Please extract 185 cases from the initial population of 441 women assessed in 2005 and compare their questionaries and blood samples taken after 12 years. Please provide new results.

 

Author Response

Author response: We have done an additional version of table 2 using only the patients in each group that we have hormonal data on from both short and long-term follow-up. When we did that, the number of patients in the HYST+BSO group was as low as six patients. Therefore, we have completed the results and the discussion with additional text motivating using the comparison between groups, rather than using data from patients that completed both hormonal samples. See line 153-156 page 4. Also see additional table not in the manyscript.

Author Response File: Author Response.docx

Reviewer 2 Report

I still do not understand why the women without BSO had the same estradiol levels as women after BSO especially in short term observation. Probably These group used Hormone replacement therapy??? Please clarify.

Author Response

Author response: We agree that a variance in HRT may very well hold part in the explanation behind the results on hormonal levels.
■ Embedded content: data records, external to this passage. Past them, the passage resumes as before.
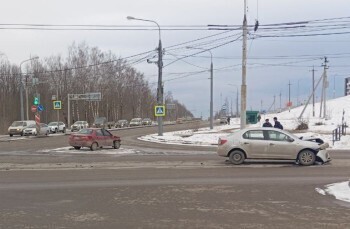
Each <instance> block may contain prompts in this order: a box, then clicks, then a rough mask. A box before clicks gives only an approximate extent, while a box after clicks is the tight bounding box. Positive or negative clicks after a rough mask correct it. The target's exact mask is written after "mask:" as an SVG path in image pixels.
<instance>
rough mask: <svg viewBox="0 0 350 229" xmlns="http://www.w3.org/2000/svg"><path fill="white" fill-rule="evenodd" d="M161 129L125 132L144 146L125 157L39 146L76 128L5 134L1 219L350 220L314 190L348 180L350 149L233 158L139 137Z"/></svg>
mask: <svg viewBox="0 0 350 229" xmlns="http://www.w3.org/2000/svg"><path fill="white" fill-rule="evenodd" d="M203 125H206V124H203ZM197 126H198V124H183V125H175V126H167V127H166V128H165V131H170V130H176V129H177V130H179V129H185V128H193V127H197ZM156 131H157V129H156V127H149V128H140V129H132V130H119V131H116V132H115V134H118V135H120V136H121V137H122V139H123V142H122V143H123V147H125V148H136V149H137V150H138V152H140V153H139V154H133V155H124V156H116V155H106V154H102V153H100V152H101V151H100V152H99V151H97V152H94V153H88V154H86V153H85V154H69V153H64V154H60V153H54V152H50V150H49V151H46V152H45V153H43V152H41V151H40V150H41V149H43V148H47V149H54V148H57V147H63V146H66V145H67V136H56V137H47V138H35V139H26V140H18V141H0V161H1V162H0V203H1V204H0V228H342V229H343V228H350V220H349V219H350V204H349V203H346V202H343V201H339V200H336V199H335V198H334V197H333V196H329V195H327V196H323V195H320V194H318V193H317V192H316V191H315V188H324V185H327V184H330V183H335V182H342V181H346V180H348V179H349V177H350V169H349V168H350V152H347V151H333V152H331V155H332V157H333V160H332V162H331V163H330V164H327V165H322V166H310V167H302V166H297V165H295V164H294V163H293V162H281V161H279V162H271V161H268V162H257V161H249V162H247V163H245V164H243V165H240V166H233V165H231V164H230V163H228V162H227V161H226V160H225V158H220V157H218V156H216V154H215V147H205V148H203V147H191V146H170V145H161V144H154V143H146V142H139V141H138V140H137V137H138V136H141V135H144V134H146V133H155V132H156Z"/></svg>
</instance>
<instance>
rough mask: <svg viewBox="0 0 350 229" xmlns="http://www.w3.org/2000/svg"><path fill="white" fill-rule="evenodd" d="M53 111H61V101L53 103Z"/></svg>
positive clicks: (59, 100)
mask: <svg viewBox="0 0 350 229" xmlns="http://www.w3.org/2000/svg"><path fill="white" fill-rule="evenodd" d="M53 109H54V110H61V109H62V101H61V100H56V101H53Z"/></svg>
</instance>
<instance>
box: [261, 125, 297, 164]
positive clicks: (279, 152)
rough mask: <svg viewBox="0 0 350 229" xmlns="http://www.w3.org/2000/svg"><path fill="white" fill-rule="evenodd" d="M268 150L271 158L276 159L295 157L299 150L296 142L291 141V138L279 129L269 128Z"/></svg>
mask: <svg viewBox="0 0 350 229" xmlns="http://www.w3.org/2000/svg"><path fill="white" fill-rule="evenodd" d="M267 132H268V136H269V140H268V147H269V148H268V151H269V154H270V157H271V158H274V159H295V158H296V157H297V152H296V151H297V150H296V148H295V146H294V144H292V143H291V138H290V137H289V136H288V135H286V134H285V133H282V132H280V131H278V130H267Z"/></svg>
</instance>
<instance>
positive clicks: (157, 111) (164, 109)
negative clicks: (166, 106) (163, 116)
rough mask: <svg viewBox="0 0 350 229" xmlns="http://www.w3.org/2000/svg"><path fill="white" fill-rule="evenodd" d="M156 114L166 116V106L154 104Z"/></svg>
mask: <svg viewBox="0 0 350 229" xmlns="http://www.w3.org/2000/svg"><path fill="white" fill-rule="evenodd" d="M154 116H156V117H159V116H165V106H154Z"/></svg>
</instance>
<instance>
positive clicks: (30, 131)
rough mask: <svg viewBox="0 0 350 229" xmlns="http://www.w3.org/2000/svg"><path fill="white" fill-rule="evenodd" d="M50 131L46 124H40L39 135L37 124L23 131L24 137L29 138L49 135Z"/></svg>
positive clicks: (24, 129)
mask: <svg viewBox="0 0 350 229" xmlns="http://www.w3.org/2000/svg"><path fill="white" fill-rule="evenodd" d="M49 133H50V130H49V126H48V125H46V124H45V123H40V132H39V134H38V132H37V130H36V124H31V125H29V126H28V127H27V128H25V129H24V130H23V135H25V136H28V135H34V136H37V135H46V136H47V135H49Z"/></svg>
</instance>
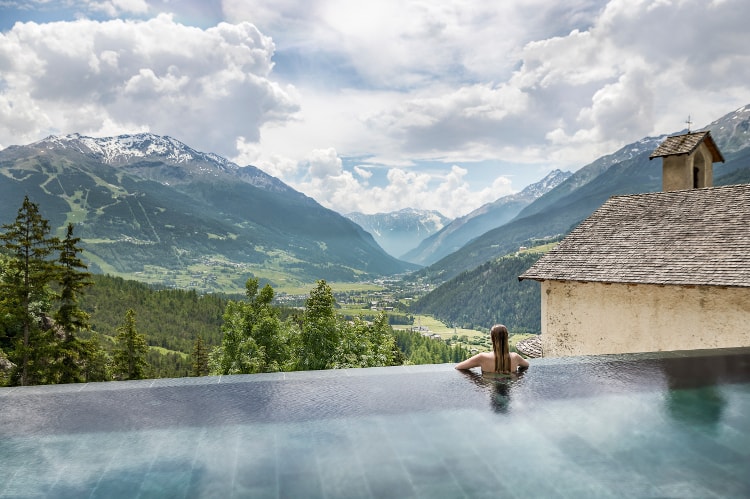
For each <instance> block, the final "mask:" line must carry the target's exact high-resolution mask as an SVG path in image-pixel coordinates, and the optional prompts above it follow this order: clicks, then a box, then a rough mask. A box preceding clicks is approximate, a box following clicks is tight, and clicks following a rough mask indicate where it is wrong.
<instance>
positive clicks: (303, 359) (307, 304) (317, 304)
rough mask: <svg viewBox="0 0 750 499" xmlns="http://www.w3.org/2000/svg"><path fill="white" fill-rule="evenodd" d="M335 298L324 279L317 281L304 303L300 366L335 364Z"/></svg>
mask: <svg viewBox="0 0 750 499" xmlns="http://www.w3.org/2000/svg"><path fill="white" fill-rule="evenodd" d="M335 306H336V300H335V298H334V297H333V291H332V290H331V287H330V286H329V285H328V284H327V283H326V281H325V280H322V279H321V280H319V281H318V283H317V286H316V287H315V289H313V290H312V291H311V292H310V296H309V297H308V299H307V301H306V302H305V313H304V314H303V317H302V321H303V323H302V331H301V334H300V342H301V345H300V355H299V369H301V370H313V369H328V368H331V367H334V364H335V362H334V359H335V357H336V352H337V348H338V346H339V342H340V340H341V334H340V329H339V327H338V319H337V317H336V310H335Z"/></svg>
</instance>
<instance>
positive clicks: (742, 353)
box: [0, 347, 750, 398]
mask: <svg viewBox="0 0 750 499" xmlns="http://www.w3.org/2000/svg"><path fill="white" fill-rule="evenodd" d="M742 354H745V355H747V354H750V347H734V348H708V349H701V350H672V351H661V352H658V351H657V352H636V353H624V354H605V355H583V356H571V357H540V358H535V359H531V360H530V362H531V366H532V368H533V366H535V365H538V366H553V365H559V364H569V363H574V364H587V363H600V362H602V361H610V362H612V361H614V362H628V361H637V360H651V359H663V358H675V357H710V356H725V355H742ZM455 365H456V363H444V364H419V365H403V366H386V367H360V368H345V369H326V370H317V371H288V372H274V373H256V374H229V375H213V376H200V377H196V376H186V377H182V378H153V379H141V380H126V381H99V382H89V383H71V384H56V385H34V386H11V387H0V398H2V397H6V396H9V395H11V394H13V393H16V392H22V393H23V395H34V394H44V393H50V392H54V393H72V392H82V391H102V390H106V391H114V390H128V389H143V388H163V387H173V386H190V385H215V384H234V383H249V382H266V381H293V380H298V381H299V380H314V379H325V378H335V377H360V376H380V375H398V374H418V373H430V372H443V371H449V370H451V369H454V366H455ZM19 394H20V393H19Z"/></svg>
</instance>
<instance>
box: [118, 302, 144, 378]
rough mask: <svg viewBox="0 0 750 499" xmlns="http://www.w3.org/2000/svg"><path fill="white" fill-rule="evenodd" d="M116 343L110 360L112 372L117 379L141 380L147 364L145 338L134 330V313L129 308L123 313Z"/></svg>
mask: <svg viewBox="0 0 750 499" xmlns="http://www.w3.org/2000/svg"><path fill="white" fill-rule="evenodd" d="M117 331H118V333H117V337H116V338H115V341H116V343H117V346H116V349H115V353H114V356H113V358H112V363H113V367H112V371H113V373H114V375H115V377H116V378H117V379H143V378H145V377H146V370H147V369H148V363H147V362H146V354H147V353H148V344H147V343H146V337H145V336H143V335H142V334H140V333H138V331H136V329H135V311H134V310H133V309H132V308H130V309H128V311H127V312H126V313H125V322H124V323H123V325H122V326H120V327H119V328H117Z"/></svg>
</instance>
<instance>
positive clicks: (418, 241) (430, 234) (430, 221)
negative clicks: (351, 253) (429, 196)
mask: <svg viewBox="0 0 750 499" xmlns="http://www.w3.org/2000/svg"><path fill="white" fill-rule="evenodd" d="M344 216H345V217H347V218H349V219H350V220H352V221H353V222H356V223H357V224H359V225H360V226H361V227H362V228H363V229H365V230H366V231H367V232H369V233H370V234H372V236H373V237H374V238H375V241H377V242H378V244H380V246H381V247H382V248H383V249H384V250H386V251H387V252H388V253H390V254H391V255H393V256H396V257H401V255H403V254H404V253H406V252H407V251H409V250H411V249H413V248H414V247H416V246H417V245H418V244H419V243H421V242H422V241H423V240H424V239H425V238H427V237H429V236H430V235H432V234H434V233H435V232H437V231H439V230H440V229H442V228H443V227H444V226H445V224H447V223H449V222H450V219H448V218H446V217H445V216H444V215H443V214H441V213H440V212H437V211H434V210H417V209H414V208H405V209H403V210H399V211H394V212H390V213H374V214H365V213H359V212H352V213H347V214H346V215H344ZM402 259H404V260H406V261H410V260H409V259H408V258H406V257H403V258H402ZM414 263H418V262H414Z"/></svg>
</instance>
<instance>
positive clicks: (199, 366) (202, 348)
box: [192, 336, 208, 376]
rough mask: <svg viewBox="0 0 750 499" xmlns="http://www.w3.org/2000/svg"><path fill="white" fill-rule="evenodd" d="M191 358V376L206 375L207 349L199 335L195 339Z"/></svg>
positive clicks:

We have clarified this further in the discussion, line 293-298 page 8. In there, we elaborate on the issues we found when cross referencing the data on self-reported HRT and therefor decided on not including it in the final analyses.

 

We have done an additional version of table 2 using only the patients in each group that we have hormonal data on from both short and long-term follow-up. When we did that, the number of patients in the HYST+BSO group was as low as six patients. Therefore, we have completed the results and the discussion with additional text motivating using the comparison between groups, rather that using data from patients that completed both hormonal samples. See line 153-156 page 4.